A group of new finds has convinced archaeologists that the Cambodian temple complex known as Angkor Wat was much bigger in size and influence than previously thought.

University of Sydney professor Roland Fletcher announced the findings, which included evidence of a number of buried towers and remains of a spiral structure. As with other elements of Angkor Wat, archaeologists are unsure as to the precise details.

The Angkor Wat complex, the world’s largest religious monument, has as its main features a 213-foot-tall central tower and four surrounding smaller towers, enclosed by a number of walls. Excavations through the years have found evidence of roads, a moat, and other signs of civilization.

The layout of the 162.6-hectare complex overall is, historians say, designed to match Hindu cosmology. The most common reason for the complex’s being built is that the Khmer King Suryavarman II wanted it to be a temple to the god Vishnu.

The newly discovered spiral structure is nearly a mile long and incorporates several rectangular spirals to make up one giant spiral. Researchers found the remains of the structure by drilling through the existing ground cover and vegetation with a process called LiDar, a combination of lasers and radar.

More puzzling, the researchers concluded that the towers were built when the earliest parts of the Angkor War were being constructed, in the 12th Century, and then demolished during the construction of the main temple, later that century. It is possible, the scientists said, that the spiral structure was never completed. Indeed, the latest excavations found evidence of a canal cutting through the spiral structure, built as early as the end of the 12th Century.

The LiDar scanning also turned up evidence of eight towers built from sandstone and a kind of rock called laterite. The towers dotted the landscape on the western side of the complex, beside a gateway crossing the moat.
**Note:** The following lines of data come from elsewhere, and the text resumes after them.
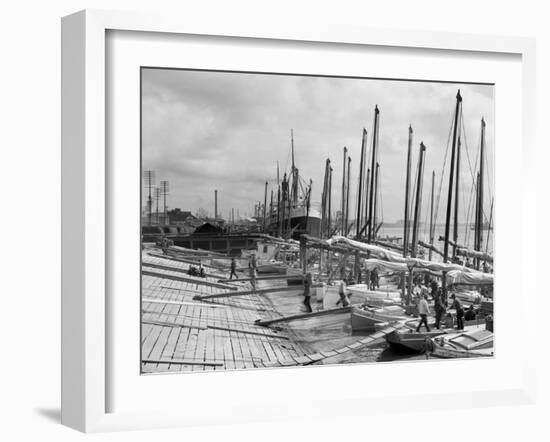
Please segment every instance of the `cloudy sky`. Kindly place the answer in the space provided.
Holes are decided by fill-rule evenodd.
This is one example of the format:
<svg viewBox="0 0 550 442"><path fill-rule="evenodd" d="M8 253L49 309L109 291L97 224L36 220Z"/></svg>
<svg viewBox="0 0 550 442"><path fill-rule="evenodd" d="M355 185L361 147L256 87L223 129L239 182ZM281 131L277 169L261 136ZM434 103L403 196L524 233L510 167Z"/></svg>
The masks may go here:
<svg viewBox="0 0 550 442"><path fill-rule="evenodd" d="M361 134L366 128L370 147L377 104L384 220L403 218L409 124L414 130L413 171L420 141L427 148L426 214L432 170L436 172L438 193L458 88L463 97L463 146L468 148L471 164L470 168L463 151L461 218L466 218L482 116L487 123L489 175L485 204L490 205L492 86L163 69L144 69L142 82L143 169L154 170L157 182L170 182L171 208L193 213L204 208L213 215L214 189L218 189L222 216L228 217L232 207L241 216L251 214L254 204L263 201L265 181L269 181L270 189L276 186L277 160L281 177L290 168L291 128L300 174L313 180L313 200L321 199L325 160L330 158L334 168L333 207L339 207L342 149L347 146L352 157L355 201ZM444 218L449 163L450 153L438 222ZM355 207L355 202L350 206Z"/></svg>

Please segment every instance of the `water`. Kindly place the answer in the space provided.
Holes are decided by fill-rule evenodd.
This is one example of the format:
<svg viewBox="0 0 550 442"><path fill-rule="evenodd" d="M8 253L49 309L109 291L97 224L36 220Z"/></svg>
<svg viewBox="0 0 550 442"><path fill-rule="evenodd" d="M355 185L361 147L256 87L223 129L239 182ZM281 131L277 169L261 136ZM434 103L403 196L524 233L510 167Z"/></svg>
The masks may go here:
<svg viewBox="0 0 550 442"><path fill-rule="evenodd" d="M429 234L428 230L429 228L424 226L421 226L419 229L419 240L424 241L426 243L429 243ZM487 234L489 233L489 243L487 247L487 252L489 255L493 254L493 230L484 230L483 231L483 251L485 252L485 249L487 247ZM411 232L412 234L412 232ZM452 239L453 236L453 229L451 227L449 235ZM403 226L389 226L386 227L382 224L382 227L380 228L380 231L378 232L378 239L383 240L386 236L389 237L399 237L403 238ZM439 241L440 236L445 236L445 226L443 224L439 224L435 227L434 232L434 245L439 250L443 251L443 241ZM459 224L458 228L458 243L461 246L466 246L469 249L474 248L474 231L470 229L469 225L466 224ZM437 256L437 254L435 254Z"/></svg>

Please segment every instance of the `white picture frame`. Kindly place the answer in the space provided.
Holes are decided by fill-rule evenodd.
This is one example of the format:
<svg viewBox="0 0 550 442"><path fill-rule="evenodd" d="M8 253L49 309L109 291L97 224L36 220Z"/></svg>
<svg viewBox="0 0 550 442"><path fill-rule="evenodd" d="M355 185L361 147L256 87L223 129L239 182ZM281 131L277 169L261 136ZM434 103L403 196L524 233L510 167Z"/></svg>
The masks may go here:
<svg viewBox="0 0 550 442"><path fill-rule="evenodd" d="M62 21L62 423L84 432L155 428L205 424L208 417L198 410L190 416L178 410L172 413L146 409L134 412L108 412L108 393L113 385L107 375L109 367L109 265L107 229L109 195L106 155L106 33L138 31L162 34L215 35L252 39L274 39L289 42L339 43L369 45L379 48L437 49L513 54L521 57L522 121L521 159L524 170L534 163L535 109L535 43L517 37L489 37L389 31L369 28L310 23L297 27L285 23L212 23L195 17L153 16L151 14L87 10L63 18ZM525 174L521 195L521 217L535 219L535 177ZM534 245L524 244L521 257L534 256ZM536 303L535 280L522 281L525 303ZM535 324L527 326L534 330ZM525 367L520 386L490 391L442 394L438 398L452 401L454 406L495 405L499 403L532 403L536 392L534 343L526 343ZM497 356L498 357L498 356ZM333 370L341 370L335 367ZM292 376L286 372L286 376ZM217 375L216 375L217 376ZM241 380L242 382L242 380ZM347 402L342 413L353 408L356 413L372 410L395 410L399 392L379 397L376 404L357 398L341 398ZM245 401L246 399L243 399ZM336 403L336 398L328 402ZM429 408L432 397L421 398ZM312 399L313 412L322 403ZM243 404L243 409L253 404ZM295 416L299 407L279 412L275 418ZM265 413L273 413L266 408ZM262 420L258 412L246 420ZM273 416L271 416L271 419ZM226 416L227 422L231 421ZM237 419L237 418L236 418ZM243 421L243 419L240 419Z"/></svg>

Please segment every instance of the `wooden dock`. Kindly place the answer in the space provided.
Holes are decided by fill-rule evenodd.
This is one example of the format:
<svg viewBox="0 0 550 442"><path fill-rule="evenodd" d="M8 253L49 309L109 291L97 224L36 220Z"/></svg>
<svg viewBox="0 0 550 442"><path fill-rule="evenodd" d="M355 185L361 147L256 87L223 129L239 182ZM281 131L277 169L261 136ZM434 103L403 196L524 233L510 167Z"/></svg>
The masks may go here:
<svg viewBox="0 0 550 442"><path fill-rule="evenodd" d="M247 281L219 282L227 274L212 267L206 278L187 275L189 263L158 250L142 260L143 373L358 362L356 350L395 330L352 336L341 311L304 314L300 287L285 279L252 291Z"/></svg>

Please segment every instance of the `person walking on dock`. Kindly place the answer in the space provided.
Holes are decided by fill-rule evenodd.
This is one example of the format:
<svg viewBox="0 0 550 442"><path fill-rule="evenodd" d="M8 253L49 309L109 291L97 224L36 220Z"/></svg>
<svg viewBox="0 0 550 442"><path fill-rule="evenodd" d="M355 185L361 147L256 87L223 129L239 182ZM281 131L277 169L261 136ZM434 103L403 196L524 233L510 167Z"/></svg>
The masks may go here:
<svg viewBox="0 0 550 442"><path fill-rule="evenodd" d="M170 240L166 238L166 236L162 237L162 240L160 241L162 253L164 255L168 255L168 248L170 247Z"/></svg>
<svg viewBox="0 0 550 442"><path fill-rule="evenodd" d="M250 267L250 285L256 290L256 267Z"/></svg>
<svg viewBox="0 0 550 442"><path fill-rule="evenodd" d="M304 305L309 313L313 311L311 308L311 285L313 283L311 272L306 273L304 278Z"/></svg>
<svg viewBox="0 0 550 442"><path fill-rule="evenodd" d="M426 330L430 331L430 327L428 326L428 313L430 313L430 307L428 306L428 300L427 296L424 295L422 298L420 298L420 302L418 303L418 314L420 315L420 322L418 323L418 327L416 327L416 331L420 331L420 327L422 327L422 324L426 326Z"/></svg>
<svg viewBox="0 0 550 442"><path fill-rule="evenodd" d="M451 307L456 310L456 329L464 330L464 308L454 293L451 295L451 299L453 300Z"/></svg>
<svg viewBox="0 0 550 442"><path fill-rule="evenodd" d="M434 296L434 310L435 310L435 328L439 330L441 325L441 318L445 314L445 305L441 300L441 289L437 289Z"/></svg>
<svg viewBox="0 0 550 442"><path fill-rule="evenodd" d="M348 307L350 305L350 302L348 294L346 293L346 283L344 281L340 283L338 294L340 295L340 299L336 302L336 305L342 304L342 307Z"/></svg>
<svg viewBox="0 0 550 442"><path fill-rule="evenodd" d="M233 279L233 275L235 275L235 279L239 279L237 276L237 262L235 261L235 258L231 258L231 273L229 275L229 279Z"/></svg>
<svg viewBox="0 0 550 442"><path fill-rule="evenodd" d="M252 256L250 257L250 260L248 261L248 268L255 269L257 266L258 264L256 262L256 254L253 253Z"/></svg>

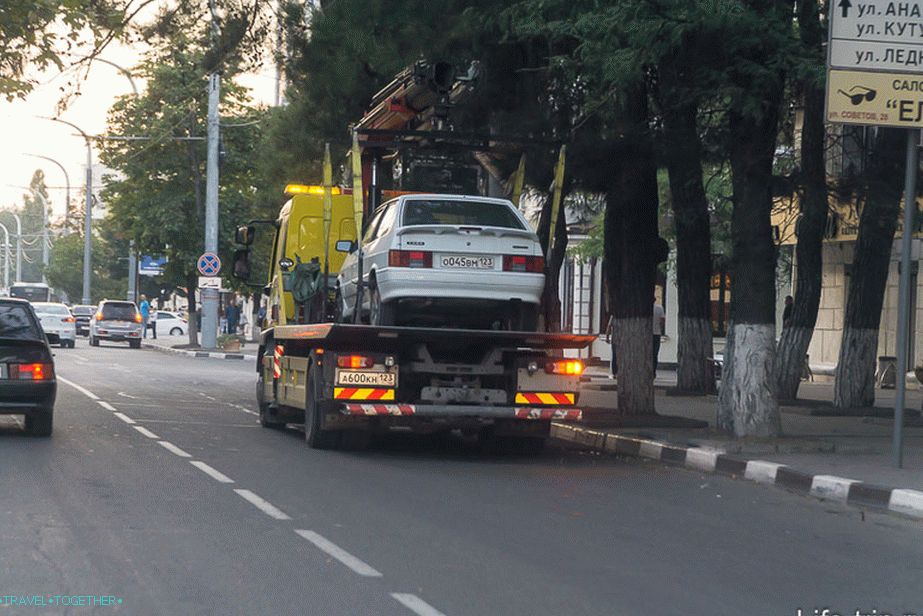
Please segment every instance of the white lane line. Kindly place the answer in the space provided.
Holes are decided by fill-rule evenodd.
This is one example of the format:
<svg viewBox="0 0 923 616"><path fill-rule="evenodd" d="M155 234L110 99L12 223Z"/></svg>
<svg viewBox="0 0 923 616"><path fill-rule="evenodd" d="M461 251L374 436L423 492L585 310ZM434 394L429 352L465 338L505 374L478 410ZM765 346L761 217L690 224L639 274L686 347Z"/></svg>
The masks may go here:
<svg viewBox="0 0 923 616"><path fill-rule="evenodd" d="M114 413L115 410L116 410L114 406L112 406L111 404L109 404L109 403L106 402L105 400L97 400L96 403L99 404L99 406L101 406L101 407L103 407L104 409L106 409L107 411L112 411L112 412Z"/></svg>
<svg viewBox="0 0 923 616"><path fill-rule="evenodd" d="M124 391L120 391L116 394L117 396L122 396L123 398L128 398L129 400L137 400L138 398L130 394L126 394Z"/></svg>
<svg viewBox="0 0 923 616"><path fill-rule="evenodd" d="M365 577L381 577L381 573L373 569L371 566L367 565L363 561L359 560L337 544L325 539L324 537L318 535L312 530L296 530L301 537L307 539L313 543L319 550L327 553L328 556L332 556L337 559L347 567L353 570L354 573ZM438 614L438 612L434 612Z"/></svg>
<svg viewBox="0 0 923 616"><path fill-rule="evenodd" d="M237 495L242 499L276 520L291 520L281 509L270 503L268 500L261 498L250 490L235 489Z"/></svg>
<svg viewBox="0 0 923 616"><path fill-rule="evenodd" d="M240 406L239 404L232 404L230 402L225 402L225 404L227 404L228 406L232 406L239 411L243 411L244 413L249 413L250 415L256 415L257 417L260 416L260 414L257 413L256 411L251 411L250 409Z"/></svg>
<svg viewBox="0 0 923 616"><path fill-rule="evenodd" d="M169 451L172 454L176 454L181 458L191 458L192 456L171 443L170 441L157 441L157 444Z"/></svg>
<svg viewBox="0 0 923 616"><path fill-rule="evenodd" d="M405 592L393 592L391 596L397 599L398 603L414 614L419 614L419 616L445 616L445 614L416 595Z"/></svg>
<svg viewBox="0 0 923 616"><path fill-rule="evenodd" d="M198 460L190 460L189 464L193 465L215 481L219 483L234 483L234 480L225 475L224 473L215 470L205 462L199 462Z"/></svg>
<svg viewBox="0 0 923 616"><path fill-rule="evenodd" d="M203 392L201 392L201 391L199 392L199 395L202 396L203 398L207 398L207 399L211 400L212 402L214 402L214 401L216 400L215 398L212 398L212 397L209 396L208 394L203 393Z"/></svg>
<svg viewBox="0 0 923 616"><path fill-rule="evenodd" d="M118 417L119 419L127 423L129 426L133 426L135 424L135 420L129 417L128 415L126 415L125 413L115 412L113 413L113 415L115 415L116 417Z"/></svg>
<svg viewBox="0 0 923 616"><path fill-rule="evenodd" d="M77 361L90 361L83 355L76 355L75 353L71 353L70 356L76 359Z"/></svg>
<svg viewBox="0 0 923 616"><path fill-rule="evenodd" d="M132 428L134 428L135 430L137 430L138 432L140 432L147 438L154 438L154 439L160 438L159 436L157 436L156 434L154 434L153 432L151 432L144 426L132 426Z"/></svg>
<svg viewBox="0 0 923 616"><path fill-rule="evenodd" d="M89 398L90 400L99 400L99 396L97 396L96 394L94 394L94 393L93 393L92 391L90 391L89 389L86 389L85 387L81 387L80 385L77 385L77 383L74 383L73 381L68 381L67 379L65 379L65 378L64 378L63 376L61 376L61 375L58 375L58 380L61 381L61 382L64 383L64 384L66 384L66 385L70 385L71 387L73 387L74 389L76 389L77 391L79 391L80 393L82 393L84 396L86 396L86 397Z"/></svg>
Researchers also found remains of a grid of roads, ponds, and mounds and evidence of a surrounding non-wealthy residential population, challenging the existing theory that the area surrounding the medieval complex was considered sacred and off-limits to the general population.

In addition, the researchers said, they found evidence of wooden structures suggesting that the temple complex was at one time a military fortification.